Auf dem Weg der Liebe zu mehr Klarheit und Leichtigkeit


Erzählungen


Handschrift
(eine Erzählung)

Sie barg ihr Herz in ihren Worten, die aus vergessenen Gedanken Spuren ihrer selbst hinterließen. Spuren, in die nur ihre Schritte passten, und Spuren, die durch die Rinnsale ihrer Tränen und mit den Melodien ihres Lachens schwer über die Berge hinauf und leichtfüßig über die Hänge hinab führten. Kein Tropfen Schweiß auf einem Anstieg, dem nicht der Frohsinn über die Leichtigkeit des Abstiegs folgte. Unverwechselbare Spuren, verwurzelt in der Erdenmutter und - wenngleich die Abdrücke ihrer selbst heute nicht mehr sichtbar sind - so liegt doch kein Steinchen an dem Ort, an dem es liegen würde, wäre sie hier nicht gegangen.
Anna war ihr Name und sie lebte in einem dieser kleinen Dörfer in der Nähe der Stadt. Die Zeiten, in denen junge Frauen mit ihren Männern und Kindern sonntags in ihren Trachten in die Kirche gingen, in denen an den Nachmittagen unter der Woche die Kinder die Marend auf die Felder brachten und die Männer ihre Frauen nachts nahmen statt sie zärtlich zu berühren und… dann verloren, waren vorbei. Anna war sich ihrer selbst bewusst, sie folgte dem Rufen ihres Herzens und setzte ihre Schritte. Vielleicht war es Rache an den vielen Ungerechtigkeiten und Unterdrückungen, die ihre Vorfahrinnen erlebt hatten, dass sie eines Morgens Haus und Hof, Mann und Kinder verließ. Der Hof war angesehen und groß, die Kinder aufgeweckt und gesund, ihr Mann fleißig und aufmerksam. Und trotzdem. Anna ging. Sie ging hinaus in eine unbekannte Welt, getrieben von ihrer Unruhe, ihrer Ahnung, dass da noch mehr war, getrieben von ihrer Hoffnung, dass sie finden würde, das, was sie noch nicht genau zu benennen vermochte. Irgendwie spürte sie, dass dies das Tor zu ihrem Werden war, und sie war mutig genug, es zu öffnen. Kaum ein Mensch verstand ihren Entschluss und ihre Schritte. Doch Anna hielt den Rücken aufrecht und achtete nicht auf die Steine, die man aus dunklen Verstecken auf sie schleuderte. Manchmal lag sie in den dunklen Nächten wach und wurde gequält, ob diese Sehnsucht nach mehr Gottes Wunsch oder des Teufels Fluch war.
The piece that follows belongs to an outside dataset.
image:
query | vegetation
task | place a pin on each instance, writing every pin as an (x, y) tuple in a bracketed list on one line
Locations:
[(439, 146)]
Doch wenn sie morgens aufstand, waren ihre Gedanken wieder klar, und sie wusste und setzte ihren Weg fort.
Die Worte, mit denen sie sehr viel später diesen Weg beschrieb, flossen langsam und besonnen aus ihrer Hand. Eigentlich schrieb sie über und aus Liebe. Heimatliebe, Lebensliebe, Gedankenliebe, verlorene Liebe, geschenkte Liebe, verfluchte Liebe. Weit zogen sich ihre Spuren dahin und doch immer auf dasselbe Ziel gerichtet. Viele Irrwege war sie gegangen, bis sie - endlich - hierher gekommen war. Sie lächelte, als sie am Ende ihre Worte las. Wie konnte sie so lange am Weg gewesen sein und so lange über diesen Weg geschrieben haben, um dann zu erkennen, dass sie - etwas müde und erschöpft, etwas leiser und älter, in sich selbst gelandet war. Anna lächelte, und das tiefe Leuchten ihrer Augen wischte die Schatten über ihrer sorgfältigen und erfahrenen, wenngleich schon etwas zittrigen Handschrift, hinweg.